This is an excerpt from a long email I sent to a friend yesterday, in discussion about the city and the country and how we think about the two, a topic I’ve been thinking about for a long time.
I grew up rural – in small town Kansas, surrounded by wheat and soybean fields, spending my summers riding bikes on dirt roads and making a little money helping local farmers throw hay bales. And now, I’ve spent most of my adult life in big cities (OKC, Kansas City, Tulsa, Wichita, Chicago.) I love the city, but I also pine for the quiet and the sensory experience of the country.
I also feel keenly the dismissiveness of the city folks towards those who don’t live in cities. Those are my people, and to hear them continually be denigrated and dragged, its no wonder the country folk have extended a giant “Fuck You” via the ballot box to urban voters over the last two decades. One of the big notes in my thesis work was reflecting on the talking point you hear in liberal circles, about poor, rural white working class folks “voting against their own best interests”, as if, (1) they have any idea what those interests could even be, and (2) as if those interests could be merely boiled down to tax rates or government handouts. Since when did issues of culture become something that can be excluded from an understanding of one’s best interests? I’ve attached my thesis work here, if you’re interested; you’ll find the section where I talk about that on pages 32-33.
One thing I think about a lot is how the rural-urban divide naturally flattens out and overly simplifies the lived context of so many people. I think about the place I grew up in: rural, small town Kansas, about 20 minutes outside Wichita. Obviously, there was the unambiguous Country – dirt roads, farms, fields, but also mobile homes on small plots, rural subdivisions and the like. And there was the city – inside the city limits of Wichita, all strip malls and apartment blocks, crosswalks and concrete and “green spaces.” But how do we think about, for instance, the small town I grew up in – 1,000 people, a mile wide by 3 miles long, made possible simply because of a railroad track and the grain elevator it ran past. In two minutes on foot, I could leave my very suburban neighborhood – street lamps and minivans and well manicured lawns – and be in a wheat field with a well stocked pond.
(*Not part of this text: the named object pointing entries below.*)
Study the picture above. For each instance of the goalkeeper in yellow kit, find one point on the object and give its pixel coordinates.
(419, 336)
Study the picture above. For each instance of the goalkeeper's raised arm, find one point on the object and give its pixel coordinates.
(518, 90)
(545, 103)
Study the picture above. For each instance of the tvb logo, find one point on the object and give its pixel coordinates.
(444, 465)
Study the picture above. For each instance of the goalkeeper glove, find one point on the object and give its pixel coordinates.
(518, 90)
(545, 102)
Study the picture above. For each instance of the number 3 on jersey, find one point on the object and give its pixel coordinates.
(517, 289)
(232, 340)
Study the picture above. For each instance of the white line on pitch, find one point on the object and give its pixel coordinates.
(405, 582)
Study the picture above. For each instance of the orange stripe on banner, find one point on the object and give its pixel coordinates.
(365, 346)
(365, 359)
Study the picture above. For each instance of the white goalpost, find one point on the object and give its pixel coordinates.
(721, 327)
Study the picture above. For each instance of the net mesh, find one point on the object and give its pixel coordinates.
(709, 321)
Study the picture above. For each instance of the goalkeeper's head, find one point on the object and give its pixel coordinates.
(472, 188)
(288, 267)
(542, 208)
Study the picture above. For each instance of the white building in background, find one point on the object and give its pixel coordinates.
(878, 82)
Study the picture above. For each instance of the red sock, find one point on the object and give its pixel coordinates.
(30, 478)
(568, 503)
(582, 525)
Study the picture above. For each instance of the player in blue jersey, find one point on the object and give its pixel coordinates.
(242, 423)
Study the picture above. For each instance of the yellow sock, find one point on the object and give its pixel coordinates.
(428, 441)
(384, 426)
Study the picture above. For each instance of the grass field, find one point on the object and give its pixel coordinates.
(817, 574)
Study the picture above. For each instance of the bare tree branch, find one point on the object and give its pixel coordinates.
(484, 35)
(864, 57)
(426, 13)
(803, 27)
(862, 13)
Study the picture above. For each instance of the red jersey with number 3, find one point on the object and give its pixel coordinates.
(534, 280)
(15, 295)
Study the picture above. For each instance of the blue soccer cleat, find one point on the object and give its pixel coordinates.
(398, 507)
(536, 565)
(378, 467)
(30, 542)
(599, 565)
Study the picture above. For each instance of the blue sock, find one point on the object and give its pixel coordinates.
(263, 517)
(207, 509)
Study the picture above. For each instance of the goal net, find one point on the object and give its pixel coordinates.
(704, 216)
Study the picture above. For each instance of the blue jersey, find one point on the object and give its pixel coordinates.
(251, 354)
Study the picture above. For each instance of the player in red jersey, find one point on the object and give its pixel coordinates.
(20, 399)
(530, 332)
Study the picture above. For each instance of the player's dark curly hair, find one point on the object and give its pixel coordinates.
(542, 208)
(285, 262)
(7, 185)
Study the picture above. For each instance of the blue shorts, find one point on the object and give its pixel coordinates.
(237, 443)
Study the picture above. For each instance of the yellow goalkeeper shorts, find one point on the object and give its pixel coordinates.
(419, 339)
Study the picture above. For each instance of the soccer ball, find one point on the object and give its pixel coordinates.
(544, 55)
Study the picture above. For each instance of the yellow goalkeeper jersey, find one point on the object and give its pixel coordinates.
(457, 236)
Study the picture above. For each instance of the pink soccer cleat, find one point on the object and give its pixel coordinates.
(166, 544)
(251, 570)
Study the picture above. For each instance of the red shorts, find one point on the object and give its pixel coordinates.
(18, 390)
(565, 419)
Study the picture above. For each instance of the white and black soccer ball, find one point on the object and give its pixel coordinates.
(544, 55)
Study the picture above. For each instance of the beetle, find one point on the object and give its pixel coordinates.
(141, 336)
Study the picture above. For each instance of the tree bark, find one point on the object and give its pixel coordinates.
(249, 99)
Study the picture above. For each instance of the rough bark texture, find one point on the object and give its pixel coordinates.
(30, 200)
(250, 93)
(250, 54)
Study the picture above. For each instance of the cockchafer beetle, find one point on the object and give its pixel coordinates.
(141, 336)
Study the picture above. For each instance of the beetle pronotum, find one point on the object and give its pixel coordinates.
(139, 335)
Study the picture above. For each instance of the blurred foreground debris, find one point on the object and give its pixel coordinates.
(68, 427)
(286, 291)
We didn’t have a grocery store, but we definitely had a good gas station, that serviced folks driving the four lane highway between Wichita and El Dorado, keeping our town (just barely) alive. My immediate family is not “country” in any sense of the word – they would fit into suburban Wichita very well. I think also about the suburbs themselves, attached to the city, but mere moments from the country, and so many of their lives lived in those country places. Liminality abounds in much of America; I think many of our elites envision NYC/Chicago/DFW/LA, and a very sharp divide between those places, and the rural places. But it’s gradual, right? You know this as well as I do. How do we account for these people?
Today’s Song: “Like a Rolling Stone” by Bob Dylan
I’ve written here before about my love for Bob Dylan. Can you tell what movie I’m getting cautiously excited about?